## Saturday, June 07, 2008

Modal Probability Stuff

My personalized "bayesian frequentist" interpretation of probability was struck down by the news that frequentism conflicts with the standard axioms of probability. In the wake of this disaster, I am forced to develop some new ideas about how to interpret probabilities.

I've been thinking of using modal logic to support probability theory. I looked around the internet somewhat, and it seems like there is some action in the opposite direction (using probability theory as a foundation for modal logic), but not so much in the direction I want to go. (I assume of course that my direction isn't totally unique... it seems natural enough, so someone's probably tried it. But anyway it is in the minority.)

Modal logic is essentially the logic of possibility and necessity. Because these words are ambiguous, there are many possible modal logics. We have a number of worlds, some of which can "see" eachother. Different facts may be true and false in each world. In a given world, a fact is "necessary" if it is true in all worlds that world can see. It is "possible" if it is true in at least one of those worlds. Modal logic lets us assign definite meaning to larger stacks such as "necessarily necessary" (it is true in all worlds that the worlds we can see are able to see), "possibly necessary" (in some world we can see, it is true in all worlds that world can see), and "possibly possibly possible" (in some world we can see, in some world it can see, in some world it can see, the fact holds).

Perhaps the idea of "worlds we can see" seems ambiguous. My choice of wording is essentially arbitrary; a common choice is "accessibility". As with necessity and possibility, the exact meaning depends on the modal logic we're using. For example, we might want to talk about immediate future necessity and possibility. The worlds we can see are the possible next moments. "Possibly possible" refers to possibility two moments ahead, "possibly possibly possible" is three moments ahead, and so on. Another modal logic corresponds to possibility and necessity in the entire future. We can "see" any possible world we can evetually reach. Additionally, we might also say that we can see the present moment. (We could choose not to do this, but it is convenient.) In this modal logic, "possibly possible" amounts to the same thing as "possible"; "necessarily necessary" amounts to "necessary". However, "necessarily possible" does not collapse (since it means that a fact remains possible no matter which path we go down in the future), and neither does "possibly necessary" (which means we can take some path to make a fact necessary). Which strings of modal operators collapse in a given modal logic is one of the basic questions to ask.

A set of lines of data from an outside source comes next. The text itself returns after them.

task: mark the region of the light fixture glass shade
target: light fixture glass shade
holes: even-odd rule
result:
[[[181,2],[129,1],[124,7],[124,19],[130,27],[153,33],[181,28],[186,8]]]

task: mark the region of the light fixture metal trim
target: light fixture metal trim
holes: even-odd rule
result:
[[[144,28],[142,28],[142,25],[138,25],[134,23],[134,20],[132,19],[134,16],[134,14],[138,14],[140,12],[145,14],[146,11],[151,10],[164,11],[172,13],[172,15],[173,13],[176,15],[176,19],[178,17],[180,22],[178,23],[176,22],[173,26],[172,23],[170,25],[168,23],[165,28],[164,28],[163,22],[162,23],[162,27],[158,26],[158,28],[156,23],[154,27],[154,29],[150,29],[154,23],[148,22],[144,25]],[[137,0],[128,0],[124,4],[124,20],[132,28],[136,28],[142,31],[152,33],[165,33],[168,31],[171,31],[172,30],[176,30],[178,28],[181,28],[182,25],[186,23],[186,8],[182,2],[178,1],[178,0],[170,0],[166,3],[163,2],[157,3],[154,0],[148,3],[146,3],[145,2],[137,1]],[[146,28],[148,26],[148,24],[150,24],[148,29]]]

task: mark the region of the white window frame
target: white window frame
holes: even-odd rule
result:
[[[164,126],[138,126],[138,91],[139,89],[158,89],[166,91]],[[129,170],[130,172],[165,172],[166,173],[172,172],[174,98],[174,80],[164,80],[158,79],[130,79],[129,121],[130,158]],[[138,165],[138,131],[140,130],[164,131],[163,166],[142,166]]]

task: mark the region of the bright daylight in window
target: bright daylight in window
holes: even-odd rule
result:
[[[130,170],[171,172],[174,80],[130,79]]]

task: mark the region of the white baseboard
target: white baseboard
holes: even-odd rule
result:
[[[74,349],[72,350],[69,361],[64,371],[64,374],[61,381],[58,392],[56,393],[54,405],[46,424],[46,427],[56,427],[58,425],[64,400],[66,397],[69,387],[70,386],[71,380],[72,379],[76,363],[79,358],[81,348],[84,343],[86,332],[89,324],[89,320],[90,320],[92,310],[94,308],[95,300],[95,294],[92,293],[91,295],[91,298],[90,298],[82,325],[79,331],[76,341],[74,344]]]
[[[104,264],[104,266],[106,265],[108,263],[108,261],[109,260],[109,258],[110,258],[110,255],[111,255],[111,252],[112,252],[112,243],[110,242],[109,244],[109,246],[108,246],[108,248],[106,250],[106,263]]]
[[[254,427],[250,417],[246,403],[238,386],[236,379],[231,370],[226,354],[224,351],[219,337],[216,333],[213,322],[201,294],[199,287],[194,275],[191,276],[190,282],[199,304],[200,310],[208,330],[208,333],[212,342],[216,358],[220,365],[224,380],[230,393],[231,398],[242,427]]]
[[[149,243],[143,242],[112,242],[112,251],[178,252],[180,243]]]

Other modal logics might represent possibility given current knowledge (so we can only access worlds not ruled out by what we already know), moral necessity and possibility ("must" vs "may"), and so on. Each has a different "seeability" relationship between worlds, which dictates a different set of logical rules governing necessity and possibility.

Just to give an example of using probability theory as a foundation for modal logic, we might equate "possible" with "has probability greater than 0," and "necessary" with "has probability 1". I doubt this simple approach is very interesting, but I know very little about this. I'm more interested in the opposite possibility.

The idea would be something like this: we attach a weight to each world, and at any particular world, we talk about the probability of an event in the worlds we can see. The probability of a fact is the sum of the weights of each seeable world in which it is true, divided by the sum of the weight of all seeable worlds.

The idea here is that probability does not make sense without a context of possible worlds. Probability within a single world doesn't make sense; each thing is either true or false (or perhaps undefined or meaningless). Furthermore, there is no privileged scope of possibilities; we might at one moment talk about probabilities assuming the context of physical possibility (in which case the flip is nearly deterministic, we just don't have enough information to calculate the result), or epistemic possibility (in which case it is just fine to assign a probability to the coin flip without sufficient knowledge of the physical conditions).

One advantage of this approach is that we get an automatic meaning for the troublesome notion of a "probability of a probability". We need this concept, for example, if we want to use bayesian learning to learn the bias of a possibly-biased coin. We assign some probability to each possible ratio of heads to tails, and then start flipping the coin and updating our belief based on the outcomes. This particular example is a bit complicated to treat with the framework I've outlined (which is perhaps a point against): we need to mix modal logics, taking one probability to be based in worlds in which the coin has different properties, and the other to only range over changes in the suurounding conditions of the coin flip. The probability-of-a-probability, then, is the sum over seeable worlds in which,in their seeable worlds, the sum of an event divided by the total sum equals a particular ratio. In the case of the coin, the two instances of "seeable" have different definitions: we jump from the current world to worlds in which the coin has different properties, but from them we jump to worlds in which the flip has different starting conditions. (Note: we know neither the coin's actual properties nor the actual exact starting conditions, so for us itis not much of a "jump". But sometimes we reason with posible worlds which are quite distinctly not our own.)

Perhaps this is not especially intuitive. One problem I can think of is the lack of justification for picking particular ranges of worlds to reason in. But it is an interesting idea.